Pope Francis speaks with Argentine President Alberto Fernandez during a private audience at the Vatican Jan. 31, 2020. (CATHOLIC NEWS SERVICE/VATICAN MEDIA VIA REUTERS)

On the other side of the ideological divide Brazil, the largest Catholic nation in the world, elected President Jair Bolsonaro as head of state, a man accused of regarding the indigenous peoples who live the Amazon region as second class citizens, and who sees Pope Francis’ encyclical Laudato Si’ on the care of our common home as the reverse of his environmental policies.

Despite the many requests from the Catholic Church to care for the populations in the Amazon basin — including last year’s Synod of Bishops on the region — the destruction of the rain forest continues, with authorities either fomenting deforestation in favor of mining and agriculture, or turning a blind eye as it happens.

In addition, inequality continues to grow: The United Nations Economic Commission for Latin America and the Caribbean estimates that by the end of the year, more than 230 million of the region’s 650 million inhabitants will be living in poverty. Those numbers may even be worse, as Argentina, for instance, is projecting that half of the population will lack basic goods by the end of the year (up from 40.2% today).

Virtually every country in Latin America faces mounting international debt, with several being on the brink of default. Francis has made calls for debt relief for poorest nations, but with the world facing an economic crisis, the response has been tepid.

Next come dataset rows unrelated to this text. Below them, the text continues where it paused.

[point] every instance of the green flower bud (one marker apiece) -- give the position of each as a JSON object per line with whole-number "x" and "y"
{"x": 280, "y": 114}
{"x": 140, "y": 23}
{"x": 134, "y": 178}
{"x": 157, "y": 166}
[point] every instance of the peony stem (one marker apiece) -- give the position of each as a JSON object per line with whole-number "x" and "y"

As the pope continues his crusade against a throw-away culture that discards those on the margins of society, pro-abortion groups continue to pressure governments to legalize the practice, often with anti-clerical expressions and rallies that are openly anti-Catholic: several effigies of the pope have been burned through out the continent in recent years the name of female reproductive rights.

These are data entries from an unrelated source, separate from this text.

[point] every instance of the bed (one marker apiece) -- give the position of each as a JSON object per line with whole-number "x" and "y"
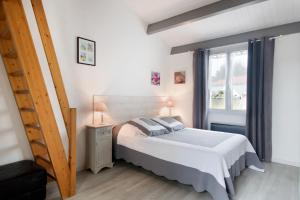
{"x": 207, "y": 160}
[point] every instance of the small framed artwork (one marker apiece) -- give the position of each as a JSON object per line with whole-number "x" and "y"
{"x": 155, "y": 78}
{"x": 86, "y": 51}
{"x": 179, "y": 77}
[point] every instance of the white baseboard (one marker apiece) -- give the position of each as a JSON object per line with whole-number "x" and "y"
{"x": 286, "y": 162}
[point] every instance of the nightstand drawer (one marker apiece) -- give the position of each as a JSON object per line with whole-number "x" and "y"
{"x": 100, "y": 147}
{"x": 104, "y": 153}
{"x": 104, "y": 130}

And despite the multicultural origins of the region, xenophobia continues to grow throughout the continent as people flee many countries due to poverty, political persecution and instability.

At a more fundamentally Catholic level, the Church is also facing several challenges: In Chile, opposition against the hierarchy continues due to its mishandling of the clerical sexual abuse crisis: in less than two years, Francis accepted the resignation of 30 percent of the bishops’ conference, all accused of either abuse or cover-up.

Furthermore, there are rumors of a possible “Theodore McCarrick from Latin America,” meaning a high-ranking church official who behaved as a sexual predator and was still able to rise up the ranks to become a cardinal, and still remains one. And the case against Bishop Gustavo Zanchetta, who was once close to the pope, over his allegations of abuse of seminarians, continues unresolved.

Pentecostalism and other Christian denominations continue to grow in the pews, often through people who leave the Catholic Church amidst protests that the hierarchy is too soft on pro-life issues and worship, while many among those who stay reject the Church’s teachings on several areas.

Now Francis can hardly be blamed for most of these ills, and he’s often tried to address those where he believes the Church’s teaching offers a way forward. 

Yet in a world where political commentators and analysts have become used to cherry-picking statements to fit a narrative, there are ample reasons to believe Latin America will have much to choose from, both to embrace and to ignore, in the pope’s latest effort to call the global community to conversion.